Mlle Gertrude de Neufmoulins, selon son habitude quotidienne, venait de parcourir de grand matin les communs du château, de la cave au grenier, gourmandant une bonne pour une pièce trouvée en désordre, en bousculant une autre pour le gaspillage des pommes de terre, criant, gesticulant sans relâche ; elle commençait à s’impatienter de ne voir paraître nulle part son souffre-douleur Thérèse, qu’elle appelait d’une voix de stentor.

— Ah ! enfin te voilà ! s’écria-t-elle en apercevant la jeune orpheline à l’entrée du vestibule. Mais d’où reviens-tu à pareille heure, avec ton chapeau sur la tête ? Est-ce que tu ne t’es pas couchée ?

— Je rentre de l’Abbaye, mademoiselle, où vous m’aviez recommandé de courir aussitôt levée.

— Ah ! oui, c’est vrai, j’avais oublié.
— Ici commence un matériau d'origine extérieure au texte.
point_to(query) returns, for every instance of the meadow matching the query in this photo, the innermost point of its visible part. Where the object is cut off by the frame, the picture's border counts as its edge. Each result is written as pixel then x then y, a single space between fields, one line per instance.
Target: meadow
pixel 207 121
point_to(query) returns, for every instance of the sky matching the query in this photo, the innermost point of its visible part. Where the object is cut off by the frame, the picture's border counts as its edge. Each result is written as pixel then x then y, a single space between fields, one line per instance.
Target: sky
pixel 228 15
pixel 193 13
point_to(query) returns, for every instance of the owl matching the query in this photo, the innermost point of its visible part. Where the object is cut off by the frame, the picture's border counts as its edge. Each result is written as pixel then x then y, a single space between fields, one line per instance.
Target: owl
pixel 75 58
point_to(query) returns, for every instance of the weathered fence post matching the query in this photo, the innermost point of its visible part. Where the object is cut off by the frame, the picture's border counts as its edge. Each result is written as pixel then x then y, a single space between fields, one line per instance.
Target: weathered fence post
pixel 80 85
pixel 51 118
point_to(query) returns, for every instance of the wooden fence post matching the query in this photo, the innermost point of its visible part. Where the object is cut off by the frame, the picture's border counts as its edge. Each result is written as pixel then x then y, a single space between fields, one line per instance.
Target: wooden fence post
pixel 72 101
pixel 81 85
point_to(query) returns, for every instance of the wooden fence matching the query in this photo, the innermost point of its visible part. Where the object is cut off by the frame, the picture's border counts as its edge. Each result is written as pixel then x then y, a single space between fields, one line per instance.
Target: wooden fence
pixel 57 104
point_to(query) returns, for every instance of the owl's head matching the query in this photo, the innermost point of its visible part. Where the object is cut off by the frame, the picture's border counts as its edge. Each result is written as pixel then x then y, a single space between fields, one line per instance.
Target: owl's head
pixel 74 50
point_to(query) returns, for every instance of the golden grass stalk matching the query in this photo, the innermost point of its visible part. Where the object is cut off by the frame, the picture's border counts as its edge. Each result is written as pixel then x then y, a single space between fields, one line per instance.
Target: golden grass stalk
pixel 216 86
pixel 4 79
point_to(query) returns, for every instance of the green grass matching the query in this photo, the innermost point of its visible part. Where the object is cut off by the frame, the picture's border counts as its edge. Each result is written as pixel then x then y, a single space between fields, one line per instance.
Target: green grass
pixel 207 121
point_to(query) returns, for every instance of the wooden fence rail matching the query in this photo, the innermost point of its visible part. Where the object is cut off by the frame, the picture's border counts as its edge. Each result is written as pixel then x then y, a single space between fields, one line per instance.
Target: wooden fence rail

Eh bien, comment va-t-il, ce sire de la Triste-Figure ?

— Zoé m’a dit qu’il était sorti, mais qu’il paraissait encore « plus pire » qu’hier, tant il avait mauvaise mine.

— Bah ! c’est une vieille sotte ! Comme toutes ses pareilles, elle fait des histoires à propos de rien, et il ne faut jamais croire que la moitié de ce qu’elle dit. Si on l’avait écoutée hier soir, on aurait pu envoyer chercher le médecin et le curé pour cet intendant de malheur, et aujourd’hui voilà notre homme levé dès l’aube, qui court déjà la pretentaine ! Quand je pense que je t’ai fait sortir du lit plus tôt que d’habitude à cause de cet oiseau-là, j’en suis vexée ! Je suis toujours trop bonne, trop bête même, je devrais dire. Bien ! va te déshabiller maintenant et mets-toi à ton linge ; moi, je vais vérifier les livres des fournisseurs, car je ne m’y fie guère : ils sont tous au plus voleur !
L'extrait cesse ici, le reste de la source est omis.